運命決定された体細胞が、様々な組織に分化できる多能性をもった幹細胞に変わる現象 "ゲノムリプログラミング"は、核エピジェネティクスの書き換えによってもたらされる。ゲノム全体におよぶ変化は、クロマチン構造のダイナミックな変化と密接に関わると推察される。本研究では、イメージングの技術を導入し、ゲノムリプログラミングにおけるクロマチン構造のダイナミズムの可視化を目指している。マウス未受精卵への体細胞核の核移植（クローン）やES細胞と体細胞の細胞融合の実験系を用いたクロマチンダイナミクス研究から、リプログラミング機構の引き金となる鍵が解き明かされるのではないかと期待している。
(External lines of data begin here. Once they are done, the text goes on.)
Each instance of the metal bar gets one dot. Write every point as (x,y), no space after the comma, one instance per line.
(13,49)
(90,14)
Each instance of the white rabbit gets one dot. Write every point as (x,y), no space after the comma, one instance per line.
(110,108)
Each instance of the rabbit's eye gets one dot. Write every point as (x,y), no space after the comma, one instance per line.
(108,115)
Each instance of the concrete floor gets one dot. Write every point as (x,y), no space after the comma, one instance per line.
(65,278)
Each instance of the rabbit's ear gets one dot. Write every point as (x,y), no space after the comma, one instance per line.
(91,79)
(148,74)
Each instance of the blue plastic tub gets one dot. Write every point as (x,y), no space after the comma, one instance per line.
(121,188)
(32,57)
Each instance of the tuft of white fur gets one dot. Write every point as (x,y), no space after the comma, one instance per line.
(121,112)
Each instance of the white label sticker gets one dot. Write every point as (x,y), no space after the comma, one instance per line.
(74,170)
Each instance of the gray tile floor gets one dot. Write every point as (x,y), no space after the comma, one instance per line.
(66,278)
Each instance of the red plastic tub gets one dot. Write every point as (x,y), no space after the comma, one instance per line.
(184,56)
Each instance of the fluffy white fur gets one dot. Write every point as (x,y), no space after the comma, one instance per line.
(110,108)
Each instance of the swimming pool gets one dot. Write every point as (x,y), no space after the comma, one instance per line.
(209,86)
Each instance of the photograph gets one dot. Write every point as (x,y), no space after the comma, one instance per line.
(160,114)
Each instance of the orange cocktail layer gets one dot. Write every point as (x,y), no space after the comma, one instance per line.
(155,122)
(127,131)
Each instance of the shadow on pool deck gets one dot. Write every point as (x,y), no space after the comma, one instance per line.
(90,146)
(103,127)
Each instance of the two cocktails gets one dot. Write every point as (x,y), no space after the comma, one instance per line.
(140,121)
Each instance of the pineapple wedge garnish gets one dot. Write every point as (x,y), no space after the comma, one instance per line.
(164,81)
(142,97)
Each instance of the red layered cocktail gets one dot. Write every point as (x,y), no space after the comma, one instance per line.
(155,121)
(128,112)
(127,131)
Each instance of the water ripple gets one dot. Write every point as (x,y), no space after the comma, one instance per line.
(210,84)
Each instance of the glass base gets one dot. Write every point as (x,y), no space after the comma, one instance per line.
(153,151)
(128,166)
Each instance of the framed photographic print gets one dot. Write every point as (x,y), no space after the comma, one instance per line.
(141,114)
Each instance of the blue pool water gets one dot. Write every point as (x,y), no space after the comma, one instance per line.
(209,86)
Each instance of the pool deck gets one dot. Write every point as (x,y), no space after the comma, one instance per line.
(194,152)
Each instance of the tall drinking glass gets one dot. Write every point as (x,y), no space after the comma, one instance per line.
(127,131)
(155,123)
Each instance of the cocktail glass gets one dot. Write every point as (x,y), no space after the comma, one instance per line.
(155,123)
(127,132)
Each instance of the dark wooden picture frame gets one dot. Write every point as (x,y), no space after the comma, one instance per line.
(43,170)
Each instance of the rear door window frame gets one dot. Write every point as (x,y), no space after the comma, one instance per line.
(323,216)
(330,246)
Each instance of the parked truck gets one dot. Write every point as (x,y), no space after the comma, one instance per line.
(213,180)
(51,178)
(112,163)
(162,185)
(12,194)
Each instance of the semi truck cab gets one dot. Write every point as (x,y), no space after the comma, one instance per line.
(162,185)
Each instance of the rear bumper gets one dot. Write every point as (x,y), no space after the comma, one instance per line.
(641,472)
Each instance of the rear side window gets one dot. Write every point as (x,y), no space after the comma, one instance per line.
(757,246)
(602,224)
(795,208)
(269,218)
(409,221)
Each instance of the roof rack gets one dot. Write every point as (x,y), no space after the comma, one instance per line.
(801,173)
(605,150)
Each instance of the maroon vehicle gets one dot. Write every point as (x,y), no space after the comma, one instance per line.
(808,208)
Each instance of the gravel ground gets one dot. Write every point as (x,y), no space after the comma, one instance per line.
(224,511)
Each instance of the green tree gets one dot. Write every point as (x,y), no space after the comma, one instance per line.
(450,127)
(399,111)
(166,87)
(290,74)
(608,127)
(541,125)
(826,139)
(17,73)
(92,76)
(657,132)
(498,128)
FA架橋によるヒストンH3及びH4テール依存的クロモネマファイバー構造の検出

須賀　則之
（独）理化学研究所　ゲノム科学総合研究センター　タンパク質構造・機能研究グループ　タンパク質構造研究チーム　研究員）

生命現象の根幹をなす、核内現象（転写、複製、修復、組換え）は遺伝情報（ゲノムDNA）に基づいている。伸張したとすると、約1.7-8.5 cmの長さになるゲノムDNAは、ヒトの細胞において直径約5-20 μm程の細胞核にクロマチンとして収納されている。すなわち、クロマチンの理解が核内現象の理解には必要である。